En effet, en Mai 2013, Microsoft annonce enfin aux yeux du monde la Xbox nouvelle génération, la Xbox One. Or, au grand damn des joueurs (peu renseignés ?), la firme de Redmond en profite aussi pour annoncer la mise en place de DRM et d'un checking internet obligatoire tous les 24h pour jouer. Une politique flatant à tous les égards une certaine branche de l'industrie, les éditeurs, là où on y retrouve justement.. Electronic Arts. Etrangement copain depuis quelques mois, la nouvelle voie engagée par Microsoft n'y est sans doute pas étrangère. On le sait, les éditeurs luttent avec passion contre le marché de l'occasion, un marché où ces derniers n'ont aucun contrôle et perdent la marge potentielle qu'ils pourraient dégager de la vente d'un jeu neuf.

 

 

.. et trahison.

 

Cependant, coup de théâtre ! Seulement 3 mois après l'annonce de la Xbox One Microsoft craque face à la grogne montante des joueurs et fait machine arrière. Les contraintes imposées par la nouvelle politique du géant vert s'envolent, les avantages avec. La machine s'aligne donc sur son concurrent Sony, au grand désespoir des éditeurs qui reviennent finalement à la case départ.

 

Un revirement qui pourrait sonner comme une trahison au yeux des principaux concernés et avoir de sérieuses répercussions sur l'entente Microsoft/Electronic Arts à l'avenir.
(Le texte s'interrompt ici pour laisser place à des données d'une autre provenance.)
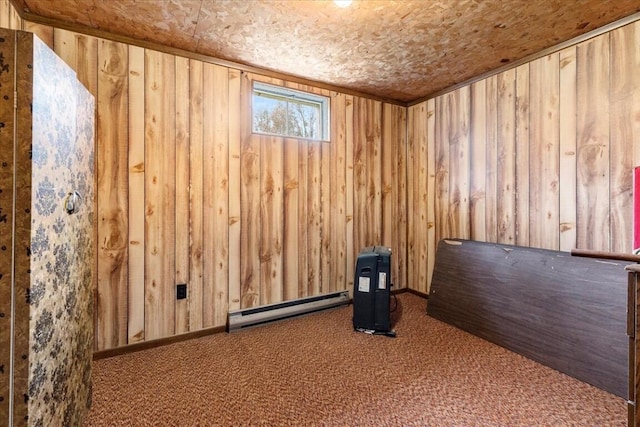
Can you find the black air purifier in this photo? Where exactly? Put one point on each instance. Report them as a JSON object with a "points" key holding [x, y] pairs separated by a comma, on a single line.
{"points": [[372, 291]]}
Une friction symbolisée par la sortie médiatique du directeur financier de l'éditeur il y a 1 mois annonçant que le premier opus de TitanFall est et restera bien une exclusivité Microsoft mais que l'accord ne prenait en compte que cet épisode et pas les suivants, laissant donc la porte grande ouverte à un TitanFall 2 sur .. PlayStation. Une intervention qui pourrait s'interpêter comme un rappel à l'ordre pour Microsoft, Electronic Arts essayant par cette voie de destabiliser le constructeur après l'affaire Xbox One. Entre temps devenu le sujet de toutes les convoitises, le nouveau phénomène TitanFall se vendra désormais à prix d'or, et même pour Microsoft, qui devra sans doute revoir son financement à la hausse si ce dernier compte prolonger l'exclusivité.

 

En effet, si TitanFall rencontre le succès escompté, le constructeur Américain aura tout intérêt à passer à la caisse, et cela malgré la somme qui pourrait être reclamée.. Une licence avec un tel potentiel pourrait devenir LE jeu à posséder sur Xbox One, et une console (récente de surcroit) doit nécessairement posséder des titres forts, des killer-ap, pour s'imposer.

 

C'est pourquoi il n'est pas aberrant de penser que Microsoft tâchera de faire de TitanFall 2 une exclusivité, comme son ainé (en profitant au passage d'élargir l'accord pour quelques épisodes). Plus intéressant encore, ils pourraient en faire une exclue Xbox One en choisissant donc leur nouvelle plateforme comme seul support du jeu, à la manière de Gears of War 2, Halo 2 ou encore Fable 2. Une manière d'attirer le joueur PC (conquis par le 1er) sur leur machine.

 

 

On comprend finalement que TitanFall represente l'un des plus gros tournants de l'année 2014 dans cet univers impitoyable qu'est le Jeu Vidéo. C'est un enjeu artistique, financier et stratégique pour Respawn Entertainment, Electronic Arts et Microsoft. Un rapport de force en coulisse qui trouvera sans doute son apogée lors des prochains mois, avec une première échéance en Mars 2014.